County works to ensure field officer safety
January 15, 2019By CANDY NEAL
cneal@dcherald.com
The 911 department wants to work with Dubois County Community Corrections field officers who make home visits to check on people who are on house arrest.
But they don’t want the check-in calls from the officers to come through on the emergency line, since the checks are not emergencies.
The community corrections department requested that field officers be able to call in to dispatch when they go on a house visit.
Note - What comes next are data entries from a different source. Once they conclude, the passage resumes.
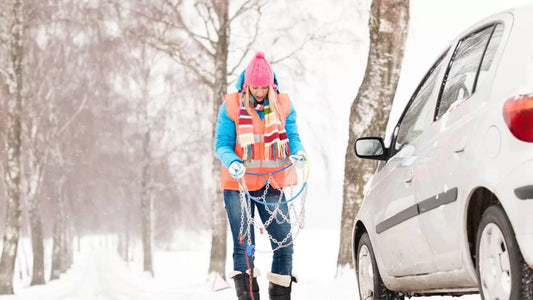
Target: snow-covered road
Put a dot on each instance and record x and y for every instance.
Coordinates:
(99, 273)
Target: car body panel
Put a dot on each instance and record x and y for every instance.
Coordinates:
(419, 227)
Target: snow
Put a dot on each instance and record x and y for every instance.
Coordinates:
(99, 273)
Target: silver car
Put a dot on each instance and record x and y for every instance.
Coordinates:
(449, 210)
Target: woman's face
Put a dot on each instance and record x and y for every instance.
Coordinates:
(259, 92)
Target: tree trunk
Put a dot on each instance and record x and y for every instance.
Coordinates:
(36, 172)
(59, 234)
(388, 25)
(37, 244)
(13, 144)
(146, 208)
(217, 263)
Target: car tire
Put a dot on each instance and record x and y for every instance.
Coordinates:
(501, 269)
(371, 286)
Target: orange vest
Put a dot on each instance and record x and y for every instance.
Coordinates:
(258, 164)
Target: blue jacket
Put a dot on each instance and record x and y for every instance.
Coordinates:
(226, 133)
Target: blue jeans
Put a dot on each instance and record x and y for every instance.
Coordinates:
(282, 258)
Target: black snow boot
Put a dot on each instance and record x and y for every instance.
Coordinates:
(242, 287)
(280, 286)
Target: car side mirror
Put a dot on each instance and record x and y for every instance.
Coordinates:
(370, 148)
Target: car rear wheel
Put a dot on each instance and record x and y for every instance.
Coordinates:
(371, 286)
(502, 272)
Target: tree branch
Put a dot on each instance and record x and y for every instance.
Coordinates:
(249, 45)
(244, 8)
(177, 54)
(194, 37)
(207, 20)
(306, 40)
(69, 121)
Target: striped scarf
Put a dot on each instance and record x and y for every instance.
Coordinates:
(276, 139)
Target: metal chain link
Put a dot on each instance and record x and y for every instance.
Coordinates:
(299, 219)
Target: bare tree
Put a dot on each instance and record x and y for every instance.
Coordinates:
(11, 71)
(388, 25)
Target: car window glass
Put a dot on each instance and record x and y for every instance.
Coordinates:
(421, 111)
(489, 55)
(465, 63)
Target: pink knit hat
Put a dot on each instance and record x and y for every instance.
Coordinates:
(259, 72)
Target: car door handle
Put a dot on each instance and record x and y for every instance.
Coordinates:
(408, 177)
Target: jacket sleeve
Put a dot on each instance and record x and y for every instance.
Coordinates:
(295, 144)
(225, 136)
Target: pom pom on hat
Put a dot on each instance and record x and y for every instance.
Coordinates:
(259, 72)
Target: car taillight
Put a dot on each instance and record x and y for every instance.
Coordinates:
(518, 115)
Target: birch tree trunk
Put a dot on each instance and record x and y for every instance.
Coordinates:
(58, 250)
(217, 262)
(146, 206)
(388, 25)
(12, 168)
(36, 170)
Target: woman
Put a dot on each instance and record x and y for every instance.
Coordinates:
(256, 132)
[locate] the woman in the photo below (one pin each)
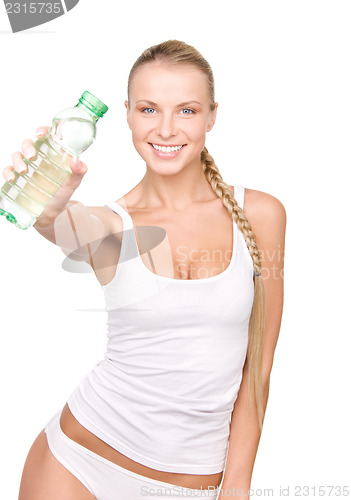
(193, 316)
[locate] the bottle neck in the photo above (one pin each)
(87, 110)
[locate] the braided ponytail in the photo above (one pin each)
(257, 318)
(178, 52)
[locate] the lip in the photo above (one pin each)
(167, 156)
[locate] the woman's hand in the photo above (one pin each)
(65, 191)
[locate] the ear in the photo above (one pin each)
(128, 113)
(212, 118)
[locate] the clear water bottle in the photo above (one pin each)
(72, 131)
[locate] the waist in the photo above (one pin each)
(78, 433)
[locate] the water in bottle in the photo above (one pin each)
(72, 131)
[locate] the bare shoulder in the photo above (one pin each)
(267, 217)
(111, 220)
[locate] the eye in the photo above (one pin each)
(189, 111)
(145, 109)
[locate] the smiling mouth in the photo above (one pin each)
(166, 149)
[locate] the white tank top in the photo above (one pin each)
(164, 393)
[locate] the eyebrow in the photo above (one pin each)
(181, 104)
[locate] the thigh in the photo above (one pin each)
(44, 477)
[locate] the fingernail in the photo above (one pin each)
(28, 153)
(77, 162)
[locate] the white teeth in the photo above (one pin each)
(166, 149)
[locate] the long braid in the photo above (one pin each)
(257, 318)
(178, 52)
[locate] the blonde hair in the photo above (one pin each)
(178, 52)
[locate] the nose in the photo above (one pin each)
(166, 125)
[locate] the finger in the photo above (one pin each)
(18, 163)
(28, 148)
(78, 167)
(8, 174)
(42, 130)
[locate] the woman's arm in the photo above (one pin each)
(267, 217)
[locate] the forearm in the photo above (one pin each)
(243, 443)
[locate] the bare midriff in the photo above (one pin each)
(78, 433)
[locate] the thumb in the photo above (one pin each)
(77, 166)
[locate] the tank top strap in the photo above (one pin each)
(239, 193)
Field officers check to make sure offenders who are at home and are under a community corrections program are complying to the rules of their sentence.
The 911 Advisory Board discussed that idea Monday evening, as well as the idea of having field officers use 800-megahertz radios to call in to the community corrections control room.
“They are going into dangerous environments,” said Dubois Circuit Court Judge Nathan Verkamp, who is president of the county community corrections board. “And all we’re asking for is the ability for two field officers to be able to call in on the radio and say, ‘I’m at this location,’ and a few minutes later say, ‘I’m out. All clear.’ That’s all we’re asking.”
Field officers currently check in via text to Corrections Director Megan Durlauf, so that someone knows exactly where they are. If a field officer hasn’t checked back in 15 minutes, Durlauf texts the officer to make sure they are safe.
Such a system is flawed, Verkamp said. It requires that Durlauf gets the text and is with her phone for the texts from 8 a.m. to 8 p.m. Their worry is that she will get busy with her job or other activities at home and miss a text and the followup.
“Megan sitting around all day tracking these guys by text messages is not safe for the officers,” Verkamp said.
Using the 800-MHz radios to call in to the community corrections control room should be tried first, said Jeana Mathies, 911’s assistant director, who will become director when Janice Love retires at the end of March. Both Mathies and Love said that their concern was field officers calling in on 911’s emergency frequency.
“It was about being on the emergency frequency. They are not police, fire or EMS,” Mathies said. “Corrections is welcomed on (the) 800 (MHz system). They have their own trunking. They can talk throughout the state, to different corrections officers.”
And if any of those calls would have to come to dispatch, it would not be on the emergency frequency, Mathies explained.
Verkamp said that having the officers call in to the community corrections control room would be problematic as well.
“The control room has two officers. And they’re checking 102 people in and out,” he said. “They’re doing drug screens, patting down participants, they’re doing walkthroughs at the dormitories. They’re not there all the time in the control room to take a call. So if there is an emergency that goes out, we’ve just missed the call.”
There is always someone in dispatch, he said.
“There is going to be somebody here that the field officer can call and say, ‘I’m here,’ and ‘I’m gone. I’m clear,’” Verkamp said. “We’re just asking for the ability to track these folks for their safety.”
The plan for the moment is for community corrections to use radios they have received from the sheriff’s department and have field officers call in through the radios to the control room officers. Meanwhile, the 911 department will get through its transition of receiving and training new dispatchers and of Mathies transitioning to director.
“In two months, if this doesn’t work, then we will revisit it,” said County Commissioner Chad Blessinger, who is president of the 911 board and sits on the community corrections board. “If the county needs to put more resources into 911, to have another person here to help alleviate the problems here, it’s not a closed door.”
Everyone said they were determined to find a solution to the situation.
“We’re looking for a way to ensure that we have a safe staff for the community corrections people, for those officers going out there, and that we are not negatively impacting anything that goes on with 911,” Blessinger said. “We are going to find a solution together.”
The board also:
• Congratulated Mathies for her upcoming promotion to director of the 911 department.
• Scheduled additional meetings to be held during the transition of the department’s leadership from Love to Mathies. The 911 Advisory Board will meet on March 18 to have a small reception thanking Love for her service. A meeting will also be held on April 29, and the board’s next regular meeting will be on June 10. All meetings will start at 6 p.m. at the 911 department, 1187 South St. Charles St.
• Heard a report on the department’s 2018 statistics. The department had 12,513 calls through its emergency line; 9,784 of those were from cellphones, and 2,729 from landline phones. On its 10-digit, non-emergency line, the department received 23,602 calls. But those calls included emergency calls that were transferred to the department from other counties’ dispatch, Mathies explained.